González - the former governor of Aguascalientes - also urged legislators of all parties to "responsibly analyze the feasibility" of having such an official and to support the legal reform that will allow the creation of an administration post for the leader of the war on drugs.

For his part, Sen. Graco Ramírez of the leftist opposition Party of the Democratic Revolution (PRD), said on Formato 21 that he agrees with establishing an "anti-drug czar," given the growing menace of organized crime in Mexico.

Ramírez said that leading the new anti-narcotics office should be a military man, not a civilian, in order to "avoid the temptation of being corrupted" by the drug trade.

The national media has said the Calderón administration is studying the creation of an anti- drug czar, as part of its national security strategy and in coordination with the military high command as well as U.S. authorities.
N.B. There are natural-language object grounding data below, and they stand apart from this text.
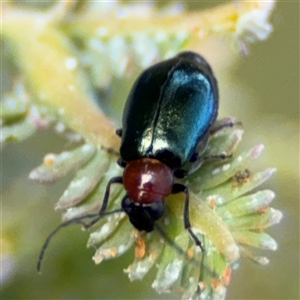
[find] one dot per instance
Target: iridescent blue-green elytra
(169, 111)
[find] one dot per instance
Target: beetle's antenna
(96, 217)
(183, 253)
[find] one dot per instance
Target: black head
(142, 216)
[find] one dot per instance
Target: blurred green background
(262, 90)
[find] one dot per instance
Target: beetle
(166, 122)
(165, 127)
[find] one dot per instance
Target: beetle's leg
(95, 218)
(119, 132)
(220, 124)
(178, 188)
(102, 210)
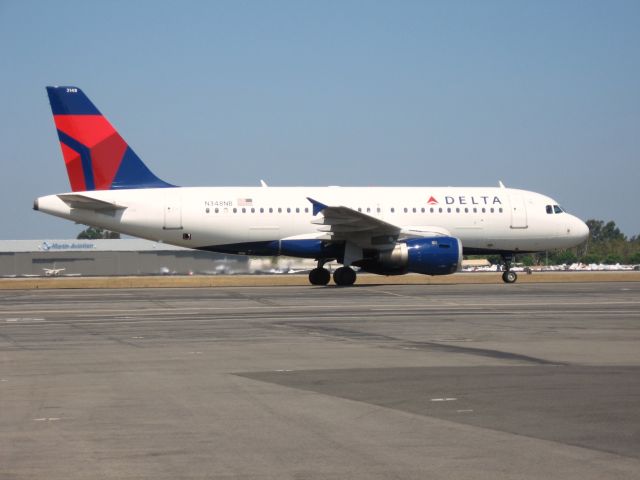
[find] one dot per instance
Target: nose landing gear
(508, 276)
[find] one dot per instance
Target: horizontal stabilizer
(82, 201)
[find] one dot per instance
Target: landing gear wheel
(509, 276)
(344, 276)
(319, 276)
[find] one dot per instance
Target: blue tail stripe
(133, 173)
(70, 101)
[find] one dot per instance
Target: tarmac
(445, 381)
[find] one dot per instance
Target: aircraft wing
(344, 223)
(75, 200)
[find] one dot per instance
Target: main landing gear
(508, 276)
(343, 276)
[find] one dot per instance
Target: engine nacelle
(429, 256)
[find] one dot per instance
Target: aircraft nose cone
(580, 230)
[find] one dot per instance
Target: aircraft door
(173, 215)
(518, 212)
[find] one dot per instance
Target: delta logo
(467, 200)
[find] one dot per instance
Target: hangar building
(111, 257)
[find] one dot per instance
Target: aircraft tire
(319, 276)
(509, 277)
(344, 276)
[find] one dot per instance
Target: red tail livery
(96, 156)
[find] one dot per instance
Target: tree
(94, 233)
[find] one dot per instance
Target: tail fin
(96, 156)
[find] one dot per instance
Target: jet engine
(429, 256)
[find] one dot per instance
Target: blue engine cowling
(429, 256)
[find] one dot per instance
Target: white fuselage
(484, 219)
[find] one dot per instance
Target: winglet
(317, 206)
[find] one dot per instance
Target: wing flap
(345, 224)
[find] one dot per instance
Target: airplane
(382, 230)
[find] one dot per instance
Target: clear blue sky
(543, 95)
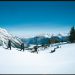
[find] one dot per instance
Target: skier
(22, 46)
(35, 48)
(9, 44)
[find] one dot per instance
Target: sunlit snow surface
(62, 61)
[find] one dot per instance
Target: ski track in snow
(62, 61)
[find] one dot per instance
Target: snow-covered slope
(62, 61)
(5, 36)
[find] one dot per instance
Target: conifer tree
(72, 35)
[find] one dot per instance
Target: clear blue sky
(37, 17)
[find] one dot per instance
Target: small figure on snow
(22, 46)
(9, 44)
(35, 48)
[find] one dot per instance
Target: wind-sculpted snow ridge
(5, 36)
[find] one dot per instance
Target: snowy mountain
(5, 36)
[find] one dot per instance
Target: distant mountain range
(39, 39)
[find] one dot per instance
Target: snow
(62, 61)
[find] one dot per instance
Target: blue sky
(37, 17)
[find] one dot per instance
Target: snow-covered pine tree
(72, 35)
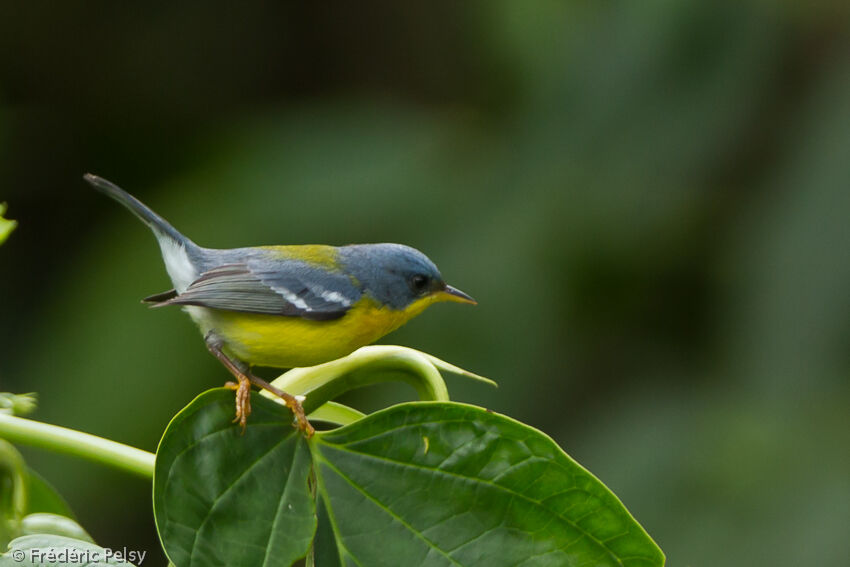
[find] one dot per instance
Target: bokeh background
(650, 201)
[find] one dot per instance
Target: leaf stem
(71, 442)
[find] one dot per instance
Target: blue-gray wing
(291, 289)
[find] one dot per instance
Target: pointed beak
(453, 294)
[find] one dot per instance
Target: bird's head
(399, 276)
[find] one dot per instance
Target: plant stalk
(70, 442)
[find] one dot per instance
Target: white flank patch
(177, 264)
(292, 298)
(335, 297)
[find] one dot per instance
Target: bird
(287, 306)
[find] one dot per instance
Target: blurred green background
(650, 201)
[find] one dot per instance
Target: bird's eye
(419, 283)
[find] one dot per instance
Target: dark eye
(419, 283)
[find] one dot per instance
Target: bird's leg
(291, 402)
(243, 388)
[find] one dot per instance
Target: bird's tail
(180, 254)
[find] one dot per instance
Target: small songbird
(288, 306)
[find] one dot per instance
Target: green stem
(77, 443)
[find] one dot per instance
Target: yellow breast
(288, 342)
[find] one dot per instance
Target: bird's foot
(292, 402)
(243, 401)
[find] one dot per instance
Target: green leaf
(43, 498)
(422, 483)
(6, 226)
(223, 498)
(60, 551)
(451, 484)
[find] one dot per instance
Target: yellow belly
(289, 342)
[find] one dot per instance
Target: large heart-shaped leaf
(423, 483)
(451, 484)
(223, 498)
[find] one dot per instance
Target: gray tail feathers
(156, 223)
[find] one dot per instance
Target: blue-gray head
(398, 275)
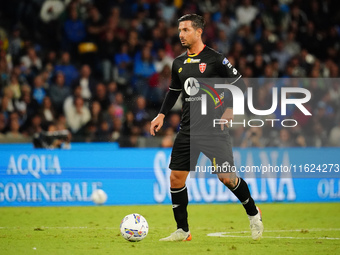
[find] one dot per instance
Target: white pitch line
(277, 231)
(282, 237)
(232, 234)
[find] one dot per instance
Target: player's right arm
(171, 97)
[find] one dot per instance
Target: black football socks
(180, 201)
(241, 191)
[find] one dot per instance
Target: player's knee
(176, 180)
(229, 182)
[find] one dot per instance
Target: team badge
(202, 67)
(225, 61)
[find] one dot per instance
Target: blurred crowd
(101, 68)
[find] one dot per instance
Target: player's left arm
(225, 69)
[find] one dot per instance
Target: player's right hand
(156, 124)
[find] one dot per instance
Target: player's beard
(186, 45)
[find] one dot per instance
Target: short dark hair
(197, 21)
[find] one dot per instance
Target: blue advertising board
(38, 177)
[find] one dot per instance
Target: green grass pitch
(289, 229)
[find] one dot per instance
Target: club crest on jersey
(191, 61)
(202, 67)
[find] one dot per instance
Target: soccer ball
(99, 196)
(134, 227)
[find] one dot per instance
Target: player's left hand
(227, 115)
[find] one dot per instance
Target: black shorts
(187, 149)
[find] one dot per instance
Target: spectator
(13, 132)
(246, 13)
(94, 24)
(78, 116)
(31, 60)
(74, 30)
(86, 82)
(47, 111)
(69, 71)
(38, 89)
(101, 96)
(58, 92)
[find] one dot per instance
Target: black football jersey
(195, 75)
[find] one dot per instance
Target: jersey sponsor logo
(225, 61)
(191, 86)
(202, 67)
(192, 61)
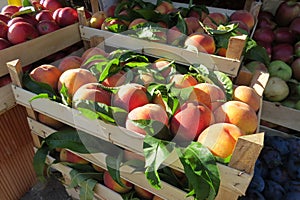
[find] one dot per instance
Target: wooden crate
(235, 177)
(229, 64)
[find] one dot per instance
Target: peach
(164, 7)
(130, 96)
(73, 79)
(70, 62)
(239, 114)
(137, 21)
(183, 80)
(93, 92)
(115, 80)
(147, 112)
(46, 73)
(142, 193)
(201, 42)
(247, 95)
(163, 67)
(97, 19)
(202, 91)
(91, 52)
(220, 138)
(53, 123)
(190, 120)
(192, 24)
(113, 185)
(68, 156)
(244, 16)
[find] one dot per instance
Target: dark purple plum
(273, 190)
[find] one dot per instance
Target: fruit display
(193, 27)
(279, 34)
(19, 24)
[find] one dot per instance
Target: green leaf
(156, 152)
(39, 161)
(201, 170)
(87, 189)
(113, 167)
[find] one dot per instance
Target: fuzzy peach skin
(220, 138)
(148, 111)
(190, 120)
(239, 114)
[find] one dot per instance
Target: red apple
(3, 29)
(52, 5)
(66, 16)
(47, 26)
(4, 43)
(44, 15)
(21, 32)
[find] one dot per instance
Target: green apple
(280, 69)
(276, 89)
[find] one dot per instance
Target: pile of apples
(199, 23)
(22, 23)
(279, 34)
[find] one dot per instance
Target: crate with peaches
(163, 110)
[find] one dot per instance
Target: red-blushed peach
(183, 80)
(115, 80)
(73, 79)
(216, 94)
(239, 114)
(69, 62)
(247, 95)
(220, 138)
(113, 185)
(200, 42)
(68, 156)
(164, 7)
(130, 96)
(91, 52)
(97, 19)
(46, 73)
(53, 123)
(93, 92)
(244, 16)
(147, 112)
(137, 21)
(189, 120)
(142, 193)
(162, 67)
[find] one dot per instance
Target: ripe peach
(136, 22)
(190, 120)
(113, 185)
(163, 67)
(216, 95)
(93, 92)
(130, 96)
(244, 16)
(183, 80)
(201, 42)
(68, 156)
(53, 123)
(247, 95)
(46, 73)
(73, 79)
(70, 62)
(142, 193)
(115, 80)
(164, 7)
(239, 114)
(220, 138)
(97, 19)
(146, 112)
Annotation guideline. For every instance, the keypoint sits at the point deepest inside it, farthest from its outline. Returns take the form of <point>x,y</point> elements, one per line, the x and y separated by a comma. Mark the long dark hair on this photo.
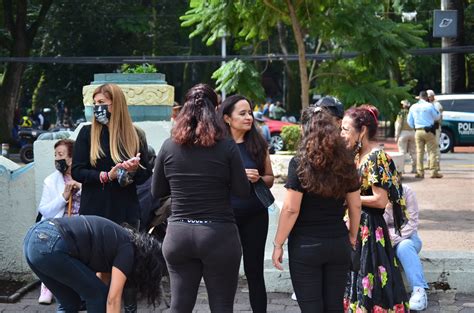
<point>148,267</point>
<point>365,115</point>
<point>197,123</point>
<point>326,166</point>
<point>254,142</point>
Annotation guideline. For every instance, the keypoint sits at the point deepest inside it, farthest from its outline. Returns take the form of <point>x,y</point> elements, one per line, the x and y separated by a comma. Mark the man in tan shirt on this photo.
<point>405,136</point>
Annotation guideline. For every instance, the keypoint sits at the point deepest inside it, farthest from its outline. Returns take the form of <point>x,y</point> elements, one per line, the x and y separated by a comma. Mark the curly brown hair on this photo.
<point>326,167</point>
<point>197,123</point>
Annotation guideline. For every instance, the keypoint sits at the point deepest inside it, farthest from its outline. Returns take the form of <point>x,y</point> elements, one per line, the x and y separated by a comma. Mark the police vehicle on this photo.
<point>457,127</point>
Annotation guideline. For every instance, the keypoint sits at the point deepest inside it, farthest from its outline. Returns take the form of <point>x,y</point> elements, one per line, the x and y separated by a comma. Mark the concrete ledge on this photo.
<point>452,267</point>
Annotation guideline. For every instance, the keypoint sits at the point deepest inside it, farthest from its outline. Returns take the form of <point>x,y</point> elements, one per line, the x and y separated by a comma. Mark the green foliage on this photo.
<point>291,135</point>
<point>237,76</point>
<point>138,68</point>
<point>355,84</point>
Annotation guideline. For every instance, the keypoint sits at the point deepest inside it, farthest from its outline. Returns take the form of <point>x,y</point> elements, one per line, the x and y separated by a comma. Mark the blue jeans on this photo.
<point>68,278</point>
<point>407,252</point>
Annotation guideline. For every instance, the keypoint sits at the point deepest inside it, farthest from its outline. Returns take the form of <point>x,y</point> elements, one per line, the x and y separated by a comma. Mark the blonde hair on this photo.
<point>123,137</point>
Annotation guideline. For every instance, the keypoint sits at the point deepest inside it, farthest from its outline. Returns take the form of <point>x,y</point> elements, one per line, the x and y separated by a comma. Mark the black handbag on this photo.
<point>263,193</point>
<point>355,257</point>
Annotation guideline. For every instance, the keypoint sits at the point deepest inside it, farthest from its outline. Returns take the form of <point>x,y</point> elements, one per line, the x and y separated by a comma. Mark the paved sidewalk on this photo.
<point>439,301</point>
According to reports in the media, the office of "czar" would have an advisory council made up of high-ranking officials from the secretariats of defense, Navy, finance and public security, as well as the federal Attorney General´s Office.

MAJOR OFFENSIVE

President Felipe Calderón, who took power last Dec. 1, has ordered a military and police offensive against the drug traffickers, kidnappers and other criminals in his home state of Michoacán as well as in the city of Tijuana on the U.S. border.

In 2006, Michoacán and Tijuana were the scene of more than half the 2,000 murders attributed to organized crime nationwide, authorities say.

Administration officials have told reporters the anti-narcotics operation will be extended to the states of Sinaloa and Guerrero, among other regions.

But Attorney General Eduardo Medina Mora on Thursday ruled out that federal forces will be deployed in the near future in Mexico City, where ordinary street crime is a more pressing problem than the activity of drug cartels.